Objective C - Self Zeroing weak pointer unexpected

2019-05-10 19:18发布

问题:

I have recently upgraded from Mavericks to Yosemite and now my unit tests are failing. The problem boiled down to a typo in a weak pointer to string content. Please see the following sample code:

NSString* value1;
NSString* value2;
__weak NSString* weakValue1;
__weak NSString* weakValue2;
NSMutableString* resultText = [NSMutableString new];

@autoreleasepool
{
    value1 = [NSString stringWithFormat: @"Hello: %d", 1];
    value2 = [NSString stringWithFormat: @"Hello %d", 2];
    weakValue1 = value1;
    weakValue2 = value2;

    [resultText appendFormat: @"  value1 = %@", weakValue1];
    [resultText appendFormat: @"  value2 = %@", weakValue2];

    value1 = nil;
    value2 = nil;
}
[resultText appendFormat: @"  value1 = %@", weakValue1];
[resultText appendFormat: @"  value2 = %@", weakValue2];

NSLog( @"resultText = %@", resultText );

The output of this code is:

resultText =   value1 = Hello: 1  value2 = Hello 2  value1 = (null)  value2 = Hello 2

I would have expected:

resultText =   value1 = Hello: 1  value2 = Hello 2  value1 = (null)  value2 = (null)

the second value2 to also be (null) but it is not. Please notice the difference between the content of value1 and value2. value2 is missing the colon. I do not understand why weakValue2 does not self zero when value2 is set to nil. As soon as I put the colon back in the string I get the results I expect. I was not seeing this behaviour when running this code in Mavericks.

Does anyone know why this is happening?

I noticed in this question that the valid point of multithreading could cause a weak pointer to not self zero in time, but that is not what is happening here. Firstly, I am not multithreaded and I get the exact same result if I step through the code and view the variables rather than printing them with NSLog.

回答1:

NSString it is not concrete class, it is interface and factory for many other classes.

I've found that value1 is instance of class __NSCFString, but value2 is instance of class NSTaggedPointerString.

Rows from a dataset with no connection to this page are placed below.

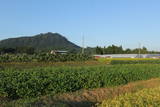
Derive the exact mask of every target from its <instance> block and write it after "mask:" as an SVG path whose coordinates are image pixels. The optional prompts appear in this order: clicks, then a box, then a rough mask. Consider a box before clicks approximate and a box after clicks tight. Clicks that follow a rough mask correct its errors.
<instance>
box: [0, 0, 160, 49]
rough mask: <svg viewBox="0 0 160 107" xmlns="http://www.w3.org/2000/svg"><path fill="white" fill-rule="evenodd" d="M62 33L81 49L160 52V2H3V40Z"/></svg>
mask: <svg viewBox="0 0 160 107" xmlns="http://www.w3.org/2000/svg"><path fill="white" fill-rule="evenodd" d="M45 32H58V33H60V34H62V35H64V36H66V38H68V39H69V40H70V41H72V42H74V43H76V44H78V45H79V46H81V44H82V36H84V37H85V46H91V47H93V46H97V45H99V46H108V45H111V44H115V45H122V46H123V47H125V48H136V47H138V44H139V43H141V44H142V45H145V46H146V47H147V48H149V49H150V50H159V51H160V47H159V43H160V0H0V40H2V39H5V38H12V37H19V36H32V35H35V34H39V33H45Z"/></svg>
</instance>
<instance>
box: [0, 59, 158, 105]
mask: <svg viewBox="0 0 160 107" xmlns="http://www.w3.org/2000/svg"><path fill="white" fill-rule="evenodd" d="M112 61H117V62H118V63H117V62H116V63H115V62H114V63H112ZM120 61H122V63H121V62H120ZM123 61H126V62H127V61H130V59H129V60H128V59H126V60H124V59H123V60H122V59H121V60H117V59H114V60H113V59H112V60H111V62H110V63H108V61H105V60H104V61H96V60H91V61H80V62H79V61H78V62H77V61H76V62H75V61H68V62H1V63H0V78H1V80H0V100H1V101H0V105H2V106H37V105H39V106H43V104H44V105H46V106H48V105H47V104H49V106H51V105H56V106H69V107H70V106H75V107H76V106H77V104H78V105H79V106H104V107H105V106H106V105H105V104H106V103H108V101H111V100H108V99H111V98H113V97H115V99H116V98H122V97H119V95H121V94H122V96H123V94H124V96H125V98H126V97H127V95H128V94H127V95H125V93H132V92H137V93H139V91H140V92H141V90H142V89H144V91H146V90H145V88H153V90H154V88H155V90H156V89H157V90H158V89H159V88H156V87H159V86H160V81H159V78H160V66H159V60H158V59H144V60H142V59H136V60H131V61H140V62H141V63H139V62H138V63H137V62H136V63H135V62H132V63H126V62H125V63H124V62H123ZM147 61H149V62H147ZM154 78H156V79H154ZM137 81H139V82H141V81H143V82H141V83H140V85H131V87H132V89H131V88H127V87H126V86H130V85H129V84H134V82H135V83H136V84H138V83H137ZM151 81H152V82H151ZM153 81H154V83H155V84H154V85H150V86H149V87H148V85H147V83H149V84H151V83H152V84H153ZM127 84H128V85H127ZM144 84H145V85H144ZM124 87H125V88H124ZM122 89H124V90H123V91H122ZM108 90H109V91H108ZM149 90H150V89H149ZM151 90H152V89H151ZM101 92H102V93H103V94H102V93H101ZM157 92H158V91H157ZM86 93H87V94H86ZM133 94H134V93H133ZM85 95H86V96H85ZM136 95H137V94H136ZM130 96H132V95H130V94H129V96H128V97H130ZM133 96H134V95H133ZM134 97H136V96H134ZM56 99H57V100H56ZM73 99H75V100H76V101H75V100H73ZM113 100H114V98H113ZM116 100H117V99H116ZM117 101H118V100H117ZM129 101H131V100H129ZM133 101H134V100H133ZM79 103H80V104H79ZM101 103H102V104H101ZM120 103H121V102H120ZM131 104H132V103H131ZM149 104H150V103H149Z"/></svg>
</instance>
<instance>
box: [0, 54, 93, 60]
mask: <svg viewBox="0 0 160 107" xmlns="http://www.w3.org/2000/svg"><path fill="white" fill-rule="evenodd" d="M92 59H93V58H92V57H91V56H89V55H84V54H63V55H61V54H59V55H52V54H46V53H41V54H33V55H27V54H4V55H0V62H66V61H86V60H92Z"/></svg>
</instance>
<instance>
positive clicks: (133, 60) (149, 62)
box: [110, 59, 160, 64]
mask: <svg viewBox="0 0 160 107" xmlns="http://www.w3.org/2000/svg"><path fill="white" fill-rule="evenodd" d="M110 64H160V59H150V60H111V62H110Z"/></svg>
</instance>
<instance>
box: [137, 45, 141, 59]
mask: <svg viewBox="0 0 160 107" xmlns="http://www.w3.org/2000/svg"><path fill="white" fill-rule="evenodd" d="M138 54H139V55H138V56H139V58H140V57H141V43H139V52H138Z"/></svg>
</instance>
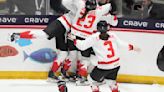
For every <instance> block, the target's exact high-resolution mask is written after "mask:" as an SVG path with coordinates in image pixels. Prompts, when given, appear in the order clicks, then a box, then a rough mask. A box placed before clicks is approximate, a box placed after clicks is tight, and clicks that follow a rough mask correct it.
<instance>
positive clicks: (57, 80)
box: [47, 71, 59, 83]
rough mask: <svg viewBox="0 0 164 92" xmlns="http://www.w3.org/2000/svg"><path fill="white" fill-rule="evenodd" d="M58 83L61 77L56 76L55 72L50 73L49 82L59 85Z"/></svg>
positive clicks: (48, 80)
mask: <svg viewBox="0 0 164 92" xmlns="http://www.w3.org/2000/svg"><path fill="white" fill-rule="evenodd" d="M58 81H59V77H57V76H55V74H54V72H53V71H49V72H48V78H47V82H52V83H57V82H58Z"/></svg>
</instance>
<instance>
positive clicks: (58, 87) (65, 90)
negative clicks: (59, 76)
mask: <svg viewBox="0 0 164 92" xmlns="http://www.w3.org/2000/svg"><path fill="white" fill-rule="evenodd" d="M57 85H58V88H59V92H68V89H67V86H66V82H65V81H58V82H57Z"/></svg>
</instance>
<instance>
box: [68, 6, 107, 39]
mask: <svg viewBox="0 0 164 92" xmlns="http://www.w3.org/2000/svg"><path fill="white" fill-rule="evenodd" d="M109 10H110V4H106V5H103V6H99V7H97V8H96V10H91V11H89V12H88V13H87V15H86V16H85V17H84V18H82V16H83V14H84V12H85V4H84V5H79V8H78V11H77V13H76V16H75V18H74V19H73V21H72V28H71V33H72V34H74V35H76V36H79V37H81V38H87V37H88V36H90V35H91V34H92V33H93V32H94V31H95V30H96V25H97V23H98V21H99V20H100V18H101V17H102V16H103V15H104V14H106V13H108V11H109Z"/></svg>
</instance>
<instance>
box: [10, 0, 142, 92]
mask: <svg viewBox="0 0 164 92" xmlns="http://www.w3.org/2000/svg"><path fill="white" fill-rule="evenodd" d="M102 1H103V4H102ZM56 3H58V5H57V6H56V7H55V8H56V9H60V7H61V6H62V5H64V6H65V7H66V8H67V9H68V10H69V11H68V13H65V14H63V15H62V16H61V17H59V18H57V19H56V20H54V21H53V22H51V23H50V24H49V25H48V26H47V27H46V28H45V29H44V30H43V31H42V32H32V31H29V32H22V33H14V34H13V35H12V36H13V37H14V36H19V37H20V38H26V39H33V38H46V39H49V40H51V39H52V38H54V37H55V39H56V48H57V49H58V50H59V52H58V55H57V59H55V60H54V61H53V65H52V67H51V69H50V71H49V73H48V81H55V82H57V84H58V87H59V91H60V92H67V90H69V89H67V87H66V82H65V81H66V80H70V81H75V82H76V84H77V85H90V86H91V89H92V92H100V90H99V85H100V84H104V83H105V84H106V85H108V87H109V89H111V91H112V92H119V90H118V85H117V82H116V79H117V74H118V71H119V68H120V63H119V60H120V57H119V49H120V48H124V49H127V50H134V51H139V50H140V49H139V48H138V47H136V46H134V45H132V44H129V43H126V42H124V41H122V40H121V39H119V37H117V36H116V35H115V34H114V33H112V32H110V26H116V25H117V24H118V19H117V17H116V16H115V15H111V13H110V11H111V9H112V7H111V4H110V3H109V2H108V0H56ZM99 3H101V4H99ZM91 55H93V56H94V61H93V60H92V63H94V68H93V70H92V71H91V73H88V66H89V65H90V64H91V63H90V62H91V58H90V56H91ZM77 57H78V60H76V58H77ZM71 62H77V66H78V67H77V70H76V72H75V74H74V75H73V76H72V75H70V74H69V73H68V70H69V69H70V67H71ZM59 69H61V76H57V75H56V72H57V71H59Z"/></svg>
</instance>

Class NSTaggedPointerString does not support retain and release (I try to inject some blocks to it methods).

If you print retainCount for this instance, you'll get that result:

po [value2 retainCount] //18446744073709551615

If you remove symbol ":" from format, you'll get this result:

 resultText =   value1 = Hello 1  value2 = Hello 2  value1 = Hello 1  value2 = Hello 2

It's happened because above strings is instances of NSTaggedPointerString class. I think it is very strange behaviour.

P.S.

If you add ":" to value2 string, you'll get result:

resultText =   value1 = Hello: 1  value2 = Hello: 2  value1 = (null)  value2 = (null)

:)

UPD

If length of string less then 8, then it string will be cached to memory.

UPD-2

I've changed code to:

value1 = [NSString stringWithFormat: @"Heo: %d", 1];
    value2 = [NSString stringWithFormat: @"Heo: %d", 1];
    if (value2 == value1)
    {
        NSLog(@"same strings");
    }

I've had result: "same strings"



回答2:

The problem is that your use of weak references are colliding with implementation details of the system.

A weak reference will be nullified if-and-only-if the object it references is deallocated. The timing therein is not actually guaranteed beyond that as long as the reference is non-NULL, the object referred to is still viable.

A weak reference to a singleton (true singleton that is never deallocated) will never be nullified.

NSString, NSNumber, NSDate, and a handful of other classes are implemented as singletons for some values some of the time. Or a lot of the time, depending on the platform.

Thus, a weak reference to an instance of one of these classes may or may not be nullified because the instance may actually be a singleton.

Note that tagged pointers are, effectively, singletons by definition.

To fix?

Don't create weak references to system primitive/value classes.